カットモデルをもっと眺めていたかった……

テラノや……

ムラーノや32Rなど、日産の名車も展示されていました。

このガンメタの32Rには学生時代憧れたもんです。

NISSAN GALLERYにもアリアは展示されています。展示はステージ上ですが、車内に乗り込んで解説を受けることもできます。

解説の内容はパビリオンのものと同じということなので、車内体験は遠慮して、外観撮影をさせてもらいました。

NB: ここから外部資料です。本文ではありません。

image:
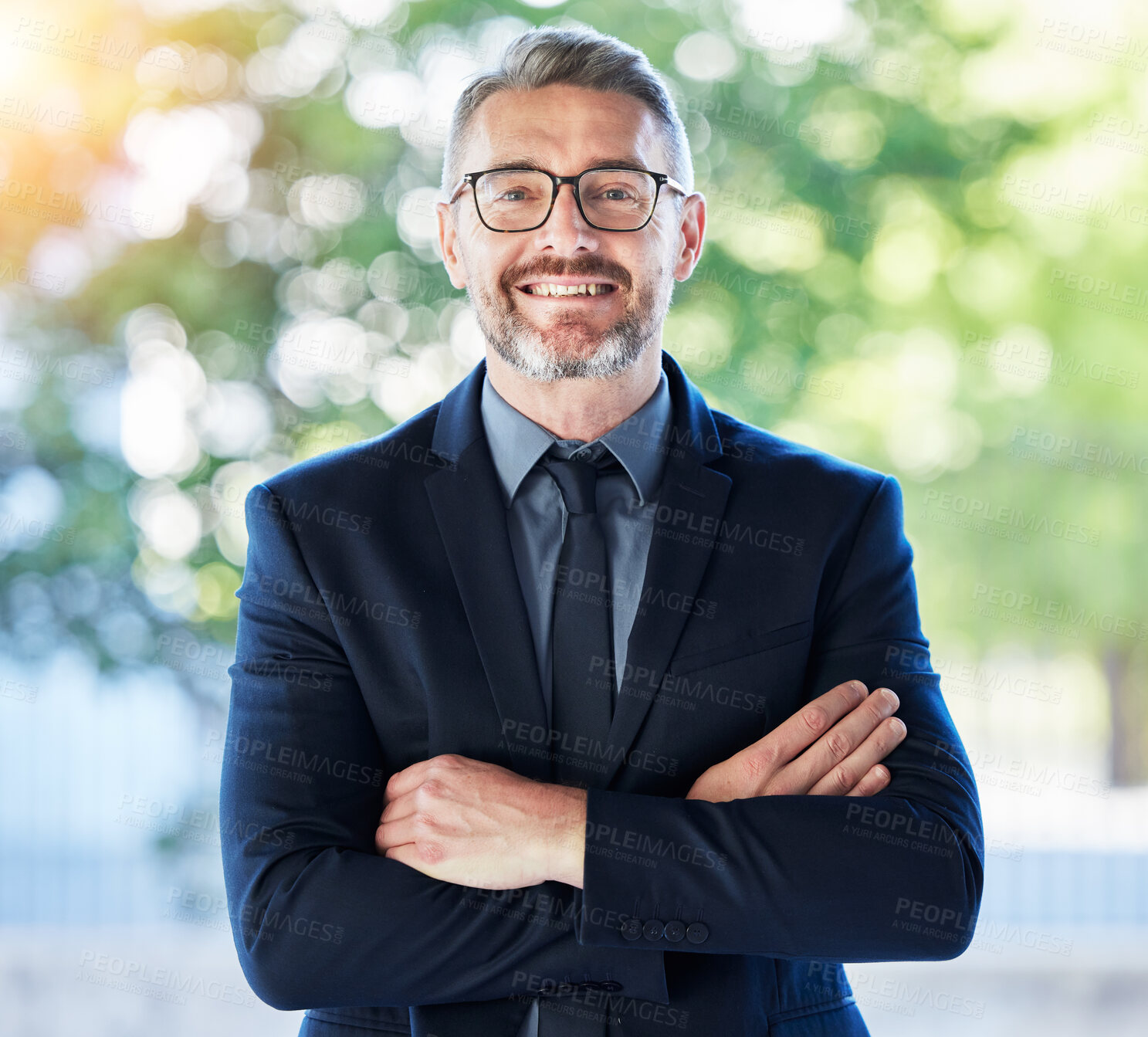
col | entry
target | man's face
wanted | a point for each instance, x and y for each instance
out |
(565, 130)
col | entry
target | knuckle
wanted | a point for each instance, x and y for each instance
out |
(839, 781)
(838, 744)
(815, 718)
(764, 758)
(756, 765)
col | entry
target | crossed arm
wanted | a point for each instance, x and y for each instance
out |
(303, 859)
(480, 825)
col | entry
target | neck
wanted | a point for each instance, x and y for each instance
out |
(577, 408)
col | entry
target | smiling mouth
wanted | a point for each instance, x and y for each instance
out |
(546, 290)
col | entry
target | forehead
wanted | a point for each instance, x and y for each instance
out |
(564, 129)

パビリオンはすべてe-Force搭載車でしたが、こちらは2駆の標準モデルでした。なお、撮影はできませんでしたが、ラゲッジスペースやボンネット下(エンジンルームではないし、何と呼べばよいのか……)も見せてもらいました。リアのラゲッジはテールゲート下からフラットなので、荷室スペースはやや狭め。気になっていたAC100Vのコンセントは確認できずでしたが、すでに市販できるレベルで作りこまれていました。グローバル車なのでAC電源対応は難しいのでしょうが、日本向け車両にはぜひAC100Vコンセントを搭載してほしいです。

最後にインフォメーションでアリアのリーフレットをもらってから、横浜駅に向かいました。

出張のタイミングを使った短い時間でしたが、アリアを体感することができました。新生・日産の象徴となるアリアですが、実車をみると期待はさらに膨らみました。NISSAN PAVILLIONは日産好きや自動車好きには遠方から訪れても損はないと言い切れる空間でした。

NISSAN PAVILIONは2020年10月23日まで期間限定でのオープンとなっています。